Acoustic liquid level tests are performed successfully on many different types of wells throughout the world. The most common application of an acoustic liquid level instrument is to measure the distance to the liquid level in the casing annulus of a well. A less common technique is acquiring an acoustic fluid level by "shooting" the well down the tubing. The results from this type of test on a gas well can be used to determine 1) the amount of liquid and backpressure on the formation, 2) the gas rate into tubing, 3) the equivalent fluid gradient below the liquid level, and 4) the flowing bottom hole pressure. In this paper, surface acoustic data (via shooting down the tubing) and bottomhole data were acquired simultaneously to confirm the calculated results from the acoustic data. The benefit of using the portable fluid level instrumentation is such that it permits a simple cost effective test to be conducted quickly to immediately identify underperforming gas wells due to liquid loading problems. The information obtained during this straightforward test provides critical data in determining the well's potential and the ideal artificial lift technique. Fluid level instruments can be used to inexpensively determine liquid loading and its severity for gas wells as opposed to traditional methods, which are more intrusive and costly.


According to 2004 statistics[1] from the Department of Energy in the US there are 385 thousand natural gas wells producing on average of 126 thousand standard cubic feet of gas per day per well. On average these gas wells are at a stage in their life where the volume of gas being produced continues to decline and all of the liquids are not being lifted to the surface. Very few of these gas wells produce completely dry gas; liquids may be produced from the reservoir and/or both condensate and water can condense as the temperature and pressure decrease as the gas flows to the surface. In the early stages of a gas well's life the flow rate is often high enough that the produced liquids are removed from the wellbore and carried to the surface by the high gas velocity. In the later stages of the well's life liquid accumulates in the bottom of the well as the gas flow rate declines and the gas velocity becomes too low to remove the liquid. As the liquids accumulate in the wellbore additional pressure is applied to the formation and this increased pressures reduces the gas flow from the formation and in some wells the liquid loading bach pressure will increase until eventual all of the gas flow from the well stops.

Flowing gas wells may be characterized as falling in one of three types as illustrated in Fig. 1. In the first case (Type 1) any liquid being produced with the gas or condensing due to temperature and pressure changes is uniformly distributed in the wellbore. The gas velocity is sufficient to continuously carry liquid as a fine mist or small droplets to the surface and sufficient to establish a relatively low and fairly uniform flowing pressure gradient. In the second case (Type 2) the gas velocity is not able to uniformly carry sufficient liquid to the surface resulting in a higher percentage of liquid accumulating in the lower part of the well. The flowing pressure gradient will show dual values, a low gradient (close to that of the flowing gas) above the gas/liquid interface and a higher gradient in the lower section of the well. In the lower section of the well the flow is characterized as practically zero net liquid flow with gas bubbles or slugs percolating through the liquid and then gas flowing to the surface. Some of these wells may periodically unload liquid from the bottom of the well. As the gas rate is further decreased, even to the point close to ceasing, the concentration of liquid at the bottom of the well increases to more than 90%, while discrete gas bubbles are flowing through the liquid. The Type 3 well diagram represents this condition when there is practically no fluid flowing into the wellbore. Type 3 also includes wells that have been shut-in for an extended time. In shut-in wells the combination of the tubing head gas pressure plus the gradient of the liquid column may temporarily exceed the reservoir pressure causing liquid to back flow into the formation.
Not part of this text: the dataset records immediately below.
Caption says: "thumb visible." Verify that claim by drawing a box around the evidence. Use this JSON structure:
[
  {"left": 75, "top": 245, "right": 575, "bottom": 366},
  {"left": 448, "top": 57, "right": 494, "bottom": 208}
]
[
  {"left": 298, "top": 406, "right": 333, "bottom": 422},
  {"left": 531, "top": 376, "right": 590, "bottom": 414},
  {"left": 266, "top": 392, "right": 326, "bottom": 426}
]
Knowledge of the flowing gradient and fluid distribution in the well is of paramount importance in determining whether inflow from the formation is being restricted by excessive liquid in the flow string, thus requiring application of some deliquifying technique such as installation of plungers, pumps, or redesign of the flow string to increase gas velocity. For further details on liquid loading of gas wells please refer to the papers by Turner[2] for high pressure gas wells, and article by Coleman[3] for lower pressure gas wells.